Though Forman of the Indigo Transit Coalition grants that transit service along the Fairmount Corridor is still “a work in progress,” she says that better transit and new development can also make neighborhoods along the route more “walkable,” with more destinations at close range and less dependence on cars.
“If we get those things in and around our neighborhood, there’s no reason for us to go to someone else’s neighborhood or feel like we have to drive somewhere to get what we need,” she reasoned. “Everything should be walkable, everything should be convenient, and that includes transportation.”
Forman grew up within two blocks of what is now the Fairmount line’s Four Corners-Geneva Station and still lives in the home where she was raised. Decades before the station was built, the neighborhood had vacant lots that were used for dumping or mined for reusable bricks from demolished buildings.
She also remembers when children in the neighborhood were playing basketball and taking shots at a milk crate attached to a pole. Wanting something better and acting on advice from neighborhood teens, she became a community advocate at age 11, gathering signatures for a real basketball court at Fenelon and Merrill streets. To bring the petition to Kevin White, Boston’s mayor at the time, Forman needed a trip to the elevated Orange Line, so that she could ride into downtown. White responded by coming to the neighborhood and putting up a sign promising a new court, which opened a year later.

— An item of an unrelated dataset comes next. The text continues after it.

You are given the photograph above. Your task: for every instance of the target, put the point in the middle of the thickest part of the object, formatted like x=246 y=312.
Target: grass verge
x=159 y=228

In 2023, the same playground was picked as winner of Red Bull’s “Get in the Paint” contest for basketball court renovation. That resulted in a visit by another well-known figure, Boston Celtics forward – and future NBA Finals MVP –Jaylen Brown. It was one more opportunity to boast about the power of community action.
“So I was right there in the middle telling that story, just how community really, really can make change,” said Forman. “I mean, I’m proof. You know, it can happen if you get involved in your community. Whatever you want to happen can happen, as long as it’s not self-centered and it benefits the masses of people.”